Olivia Giacobetti is a renowned perfumer whose work includes fragrances for Diptyque, Costes, and Cinq Mondes. Her creations, such as Ofresia and Costes, are known for their minimalist elegance and use of natural ingredients. Giacobetti's style often emphasizes transparency and subtlety, making her a respected figure in contemporary perfumery.

Fragrance Notes

Top Notes

First impression · 15-30 min

Almond Almond

Heart Notes

Core character · 2-4 hours

Angelica Angelica
Hemlock Hemlock

Base Notes

Lasting impression · 4+ hours

Marzipan Marzipan
Sweet Notes Sweet Notes

Character Profile

The Lover Archetype: Portrait of Sexy Angelic Honore Des Pres

Essence

The person who cherishes Sexy Angelic by Honoré des Prés is one who thrives in the tension between opposites-sensuality and innocence, earthly pleasure and ethereal idealism. This fragrance, with its blend of vanilla, coconut, and rum, wrapped in a halo of white musk, mirrors their essence: a being who is at once grounded in the body yet yearning for transcendence. They embody the Lover archetype, not in its most carnal form, but in its most refined-a seeker of beauty, connection, and meaning through the senses.

Style & Aesthetic

Their tastes are an alchemy of contrasts. They might wear flowing linen dresses or tailored silk shirts, garments that suggest both effortlessness and precision. Their home is a sanctuary of curated chaos-antique books stacked beside modern sculptures, a vase of wildflowers on a polished marble table. They are drawn to art that evokes emotion rather than intellect, favoring the dreamlike brushstrokes of the Symbolists or the raw sensuality of Fauvism.

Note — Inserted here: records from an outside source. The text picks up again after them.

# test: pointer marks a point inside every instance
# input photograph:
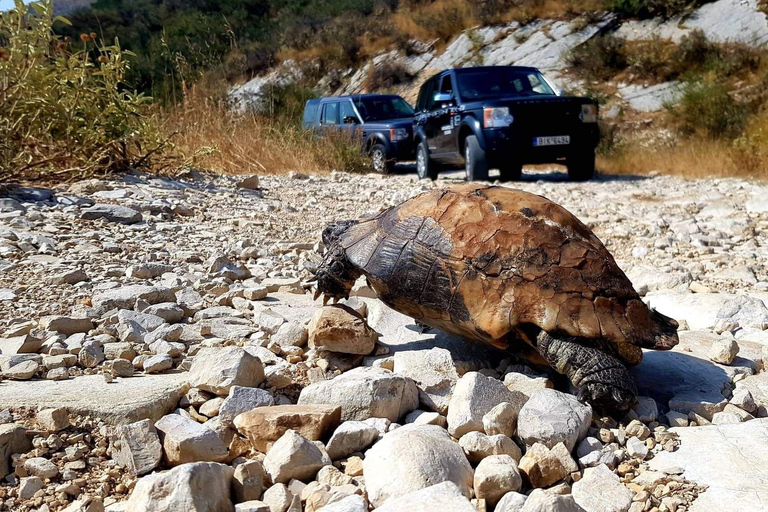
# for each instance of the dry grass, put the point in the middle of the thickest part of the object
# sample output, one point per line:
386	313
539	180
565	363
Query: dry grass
695	158
210	138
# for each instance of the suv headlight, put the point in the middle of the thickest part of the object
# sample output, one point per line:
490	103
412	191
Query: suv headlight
396	134
588	113
497	117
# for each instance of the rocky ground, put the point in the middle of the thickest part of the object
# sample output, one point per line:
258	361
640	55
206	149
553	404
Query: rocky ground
160	351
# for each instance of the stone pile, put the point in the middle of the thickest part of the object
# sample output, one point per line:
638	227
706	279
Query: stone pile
275	403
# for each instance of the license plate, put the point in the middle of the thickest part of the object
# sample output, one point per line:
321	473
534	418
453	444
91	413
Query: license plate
556	140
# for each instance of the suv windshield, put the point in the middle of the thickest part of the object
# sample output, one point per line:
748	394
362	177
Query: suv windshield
485	84
377	109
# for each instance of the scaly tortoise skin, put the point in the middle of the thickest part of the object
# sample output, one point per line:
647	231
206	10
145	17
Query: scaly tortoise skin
507	268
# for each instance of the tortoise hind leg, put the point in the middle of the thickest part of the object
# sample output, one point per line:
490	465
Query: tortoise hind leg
603	380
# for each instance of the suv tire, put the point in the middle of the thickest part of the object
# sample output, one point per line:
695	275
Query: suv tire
510	171
381	164
475	161
581	166
425	167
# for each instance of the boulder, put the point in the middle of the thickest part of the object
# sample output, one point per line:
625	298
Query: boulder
411	458
600	490
278	497
526	384
218	369
351	437
252	506
41	467
265	425
158	363
365	392
24	344
242	399
512	502
125	297
353	503
434	373
339	328
478	446
136	447
53	420
66	324
473	397
551	417
541	500
90	355
24	370
291	334
28	486
445	497
541	467
495	476
419	417
293	456
119	351
193	487
248	481
185	440
112	213
13	439
723	350
502	419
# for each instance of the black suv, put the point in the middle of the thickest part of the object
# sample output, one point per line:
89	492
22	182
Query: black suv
501	117
384	121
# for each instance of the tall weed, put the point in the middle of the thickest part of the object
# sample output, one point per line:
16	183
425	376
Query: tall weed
64	108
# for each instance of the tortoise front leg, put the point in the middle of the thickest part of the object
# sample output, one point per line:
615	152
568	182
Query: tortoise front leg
335	275
603	380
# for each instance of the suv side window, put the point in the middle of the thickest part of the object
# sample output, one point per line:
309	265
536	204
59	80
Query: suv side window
330	114
425	95
347	111
446	87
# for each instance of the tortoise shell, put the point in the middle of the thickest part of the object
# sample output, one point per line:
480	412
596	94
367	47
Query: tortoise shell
481	261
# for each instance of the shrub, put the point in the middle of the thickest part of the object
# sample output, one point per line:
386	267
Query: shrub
652	8
600	57
386	75
709	109
61	108
285	103
211	137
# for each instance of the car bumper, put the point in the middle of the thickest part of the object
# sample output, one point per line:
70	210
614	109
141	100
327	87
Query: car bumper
402	150
519	144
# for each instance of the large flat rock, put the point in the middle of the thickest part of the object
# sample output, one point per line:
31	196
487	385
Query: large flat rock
730	459
122	401
685	374
398	332
699	310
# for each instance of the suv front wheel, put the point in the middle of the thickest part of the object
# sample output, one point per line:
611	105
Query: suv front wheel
510	171
581	166
425	167
475	161
381	163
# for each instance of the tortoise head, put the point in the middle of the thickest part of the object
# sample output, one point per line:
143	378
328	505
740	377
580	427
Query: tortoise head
336	274
665	331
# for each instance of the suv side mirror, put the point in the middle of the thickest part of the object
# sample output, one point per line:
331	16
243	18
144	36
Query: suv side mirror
443	98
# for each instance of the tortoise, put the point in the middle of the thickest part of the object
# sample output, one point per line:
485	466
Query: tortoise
507	268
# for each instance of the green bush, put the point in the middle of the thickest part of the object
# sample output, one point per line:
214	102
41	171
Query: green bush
63	109
285	103
652	8
708	108
600	57
387	75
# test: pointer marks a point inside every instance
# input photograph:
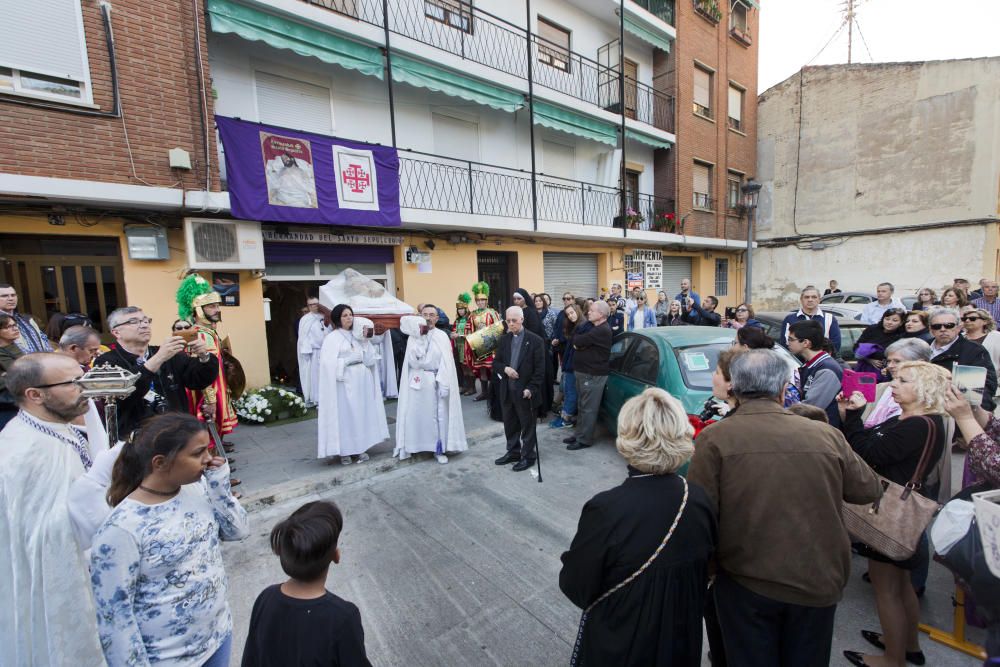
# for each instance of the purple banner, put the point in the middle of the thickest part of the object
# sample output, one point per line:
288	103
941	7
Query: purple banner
281	175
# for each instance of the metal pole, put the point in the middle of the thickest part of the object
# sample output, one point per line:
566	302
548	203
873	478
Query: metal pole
531	119
388	70
621	102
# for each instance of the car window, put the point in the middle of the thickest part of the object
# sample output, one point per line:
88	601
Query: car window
620	348
643	363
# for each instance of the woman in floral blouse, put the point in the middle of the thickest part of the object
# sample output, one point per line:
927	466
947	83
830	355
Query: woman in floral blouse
156	562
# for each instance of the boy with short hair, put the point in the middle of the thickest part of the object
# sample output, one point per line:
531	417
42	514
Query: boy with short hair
299	622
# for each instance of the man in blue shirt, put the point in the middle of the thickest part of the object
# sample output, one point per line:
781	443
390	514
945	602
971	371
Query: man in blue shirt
810	310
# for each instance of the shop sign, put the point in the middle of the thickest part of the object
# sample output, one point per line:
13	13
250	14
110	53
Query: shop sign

Music is not merely sound to them but an invocation. They might lose themselves in the lush orchestrations of Debussy or the hypnotic rhythms of electronic ambient music, anything that dissolves boundaries between self and sensation. Their philosophy is not one of rigid doctrine but of aesthetic hedonism-they believe life should be felt deeply, tasted fully, and that beauty is its own justification.

Shadow

Yet, the Lover’s shadow is one of disillusionment. Their devotion to beauty can slip into a refusal to accept imperfection. They may discard relationships when the initial intensity fades, mistaking the inevitable settling of passion for failure. Their idealism can make them impatient with the mundane, leading to a restless dissatisfaction-always chasing the next sublime experience, the next intoxicating connection.

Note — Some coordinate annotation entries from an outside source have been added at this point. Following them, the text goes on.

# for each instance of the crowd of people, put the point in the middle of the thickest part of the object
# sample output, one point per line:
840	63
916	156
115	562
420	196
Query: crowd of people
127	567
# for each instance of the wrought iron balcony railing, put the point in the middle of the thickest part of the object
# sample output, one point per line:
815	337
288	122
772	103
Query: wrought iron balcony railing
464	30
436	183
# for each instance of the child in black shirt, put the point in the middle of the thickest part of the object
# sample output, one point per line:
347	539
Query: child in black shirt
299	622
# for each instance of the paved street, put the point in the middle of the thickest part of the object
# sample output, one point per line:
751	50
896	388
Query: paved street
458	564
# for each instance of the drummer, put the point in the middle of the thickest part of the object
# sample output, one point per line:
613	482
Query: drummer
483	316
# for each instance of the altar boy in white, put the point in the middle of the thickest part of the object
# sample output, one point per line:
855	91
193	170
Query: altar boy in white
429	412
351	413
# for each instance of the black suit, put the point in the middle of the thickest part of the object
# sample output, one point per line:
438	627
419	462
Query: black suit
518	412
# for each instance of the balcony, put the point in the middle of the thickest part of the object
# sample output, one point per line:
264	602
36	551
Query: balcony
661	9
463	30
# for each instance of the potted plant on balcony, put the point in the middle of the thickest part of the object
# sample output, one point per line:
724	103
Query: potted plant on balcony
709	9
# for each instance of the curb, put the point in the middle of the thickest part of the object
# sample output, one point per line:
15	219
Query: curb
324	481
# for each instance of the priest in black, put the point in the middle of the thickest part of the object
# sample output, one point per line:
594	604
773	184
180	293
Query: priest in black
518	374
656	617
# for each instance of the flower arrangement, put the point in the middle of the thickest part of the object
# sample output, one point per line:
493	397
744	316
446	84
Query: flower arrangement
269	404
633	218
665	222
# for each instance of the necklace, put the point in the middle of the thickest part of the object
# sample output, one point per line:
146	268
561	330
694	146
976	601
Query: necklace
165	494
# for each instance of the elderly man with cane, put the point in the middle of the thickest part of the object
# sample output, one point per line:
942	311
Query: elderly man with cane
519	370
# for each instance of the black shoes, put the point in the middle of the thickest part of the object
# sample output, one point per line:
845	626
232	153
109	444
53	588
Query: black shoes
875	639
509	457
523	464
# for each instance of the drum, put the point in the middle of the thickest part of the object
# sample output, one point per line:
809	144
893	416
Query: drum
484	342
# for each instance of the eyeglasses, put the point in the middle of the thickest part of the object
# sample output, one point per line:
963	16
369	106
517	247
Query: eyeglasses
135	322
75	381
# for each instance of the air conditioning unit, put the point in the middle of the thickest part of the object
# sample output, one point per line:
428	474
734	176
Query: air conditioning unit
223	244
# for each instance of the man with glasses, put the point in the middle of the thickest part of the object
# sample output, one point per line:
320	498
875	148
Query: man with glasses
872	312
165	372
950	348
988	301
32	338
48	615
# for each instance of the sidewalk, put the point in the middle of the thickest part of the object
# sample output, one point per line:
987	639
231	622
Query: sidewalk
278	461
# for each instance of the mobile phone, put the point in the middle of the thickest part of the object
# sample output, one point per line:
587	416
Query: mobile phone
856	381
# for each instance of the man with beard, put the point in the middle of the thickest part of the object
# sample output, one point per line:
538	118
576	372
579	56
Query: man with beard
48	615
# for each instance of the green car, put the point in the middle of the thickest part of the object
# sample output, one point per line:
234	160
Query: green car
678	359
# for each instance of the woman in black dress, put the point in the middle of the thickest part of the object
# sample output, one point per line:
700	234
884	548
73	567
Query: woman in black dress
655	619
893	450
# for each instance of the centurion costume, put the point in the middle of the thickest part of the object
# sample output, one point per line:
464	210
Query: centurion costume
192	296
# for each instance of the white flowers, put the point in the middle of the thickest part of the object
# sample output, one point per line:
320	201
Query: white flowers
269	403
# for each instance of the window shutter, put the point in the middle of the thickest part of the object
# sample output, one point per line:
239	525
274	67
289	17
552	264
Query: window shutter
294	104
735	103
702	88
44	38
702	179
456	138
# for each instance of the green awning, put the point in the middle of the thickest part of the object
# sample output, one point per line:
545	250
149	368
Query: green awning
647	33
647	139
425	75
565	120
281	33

There is also a vulnerability to seduction in its many forms. Not merely romantic, but the seduction of ideas, of substances, of self-destructive intensities. They may flirt with excess-too much wine, too many lovers, too many late nights chasing a feeling that always seems just out of reach. Their challenge is to learn that depth is not only found in ecstasy, but also in the quiet, the ordinary, the unglamorous.

Conclusion

Their greatest strength lies in their ability to enchant. They draw people in effortlessly, not through calculated charm but through an authentic magnetism. Conversations with them feel like revelations; they listen with an intensity that makes others feel truly seen. They are the kind of person who remembers the way you take your coffee, the book you mentioned in passing, the way your voice softens when you speak of childhood.

In relationships, they are passionate but not possessive. They love with a generosity that is rare, offering warmth without suffocation. They believe in love as an expansive force, not a contract of ownership. Their romantic partners are often artists, thinkers, or wanderers-people who, like them, refuse to be confined by convention.